MINNEAPOLIS (AP) - Airlines are boosting service to North Dakota to haul in workers drawn by the state's oil boom.

Delta Air Lines Inc. said Monday that it will add two round-trips a day between Minneapolis and Williston, N.D. And United Airlines is set to add three round-trip flights a day between Denver and Williston in November. Other North Dakota airports have added service, too.

North Dakota oil production has more than tripled in the last three years, and it's now the second-biggest oil-producing state, behind Texas. Air traffic has boomed, too.

"Williston is basically the center hub of it, so we see quite a bit of traffic," said Steven Kjergaard, the airport manager there.

The additional air demand is straining resources at North Dakota airports.
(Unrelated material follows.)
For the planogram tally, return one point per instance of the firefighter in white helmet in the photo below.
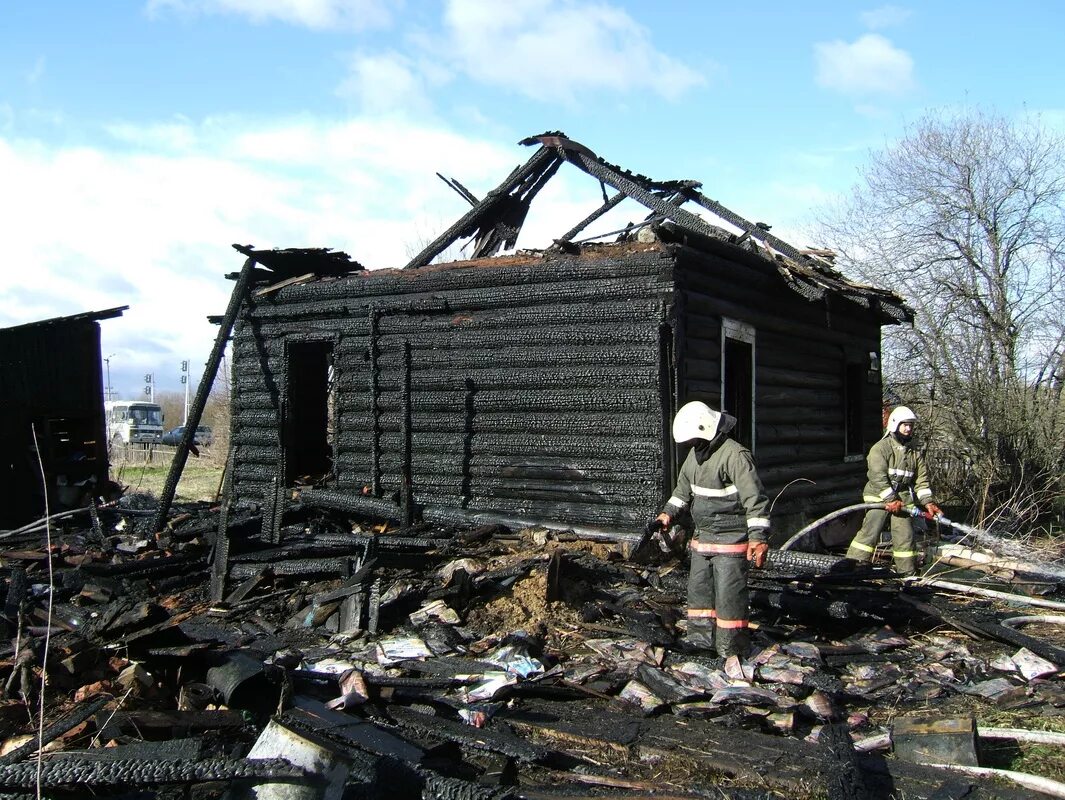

Williston's Sloulin Field International Airport was built to handle 6,000 passenger boardings per year. Kjergaard expects more than 10 times that many next year.

The waiting room has just 41 chairs in the secure area. Kjergaard plans to haul in a double-wide trailer to hold 80 more seats by the time the United flights start in November. "It's going to be an interesting compromise," he said.
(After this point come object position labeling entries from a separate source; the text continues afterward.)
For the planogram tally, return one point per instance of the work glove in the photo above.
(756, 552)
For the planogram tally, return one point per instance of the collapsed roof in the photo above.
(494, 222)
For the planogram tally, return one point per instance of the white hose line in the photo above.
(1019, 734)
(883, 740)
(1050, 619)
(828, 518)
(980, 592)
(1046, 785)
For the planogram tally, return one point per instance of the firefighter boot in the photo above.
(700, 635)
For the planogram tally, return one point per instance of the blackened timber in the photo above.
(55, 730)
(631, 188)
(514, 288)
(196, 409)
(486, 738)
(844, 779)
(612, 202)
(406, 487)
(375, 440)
The airport runway was rated for a maximum weight of 25,000 pounds. The city agreed to change it to 53,000 pounds to handle the bigger jets.

At North Dakota's Minot International Airport, the terminal was built to handle two airlines. It now has service from Allegiant, as well as United and Delta. Frontier is coming, too.

"Now we're cramming in a fourth. So the facility is extremely tight," said airport manager Andrew Solsvig. The schedule for its two gates was so full, he told Frontier they could only come if they would use the leftover slots.

The airport had a federal grant to guarantee that United would make enough money on the flights that started there in 2010. Solsvig said the money went back to the feds, because the flights were so full that United never needed the subsidy.

Delta added flights last year. Minot now has seven daily flights to Minneapolis on Delta, four a day to Denver on United, and Allegiant is flying twice a week to Phoenix and four times a week to Las Vegas. Frontier begins flying in November to Denver, four times per week.

Most of the Delta and United flights in the area are on smaller regional jets operated by partners, although Delta operates some Minot flights itself on larger Airbus A320s.

Delta said other cities with oil-related jumps in traffic include Minot, Bismarck, Fargo and Grand Forks in North Dakota, as well as Anchorage and Fairbanks, Alaska, and Edmonton, Alberta.

For Delta and United Continental Holdings Inc., the flights are very, very small parts of their global operation. But they're a big deal for the cities in North Dakota that are getting expanded air service.

"The airline would add a flight, and three months later it would be full. They'd add another one, and it would fill up," said Solsvig, the manager in Minot.

In Dickinson, N.D., the number of people getting on planes jumped 83 percent last year.

The city gets flights from Great Lakes Aviation right now. But those 30-seat propeller planes often have to fly with empty seats because of restrictions on safe takeoff weights, said airport manager Matthew Remynse. The airport is working with a consultant to lure other airlines. "We're out of capacity," he said.

Space will be tight. Besides commercial flights, the airport has seen an influx of private planes.

"There've been days when they've had so many aircraft on the ramp, they've asked us to shut down the taxiways so they could park aircraft on the taxiway," Remynse said.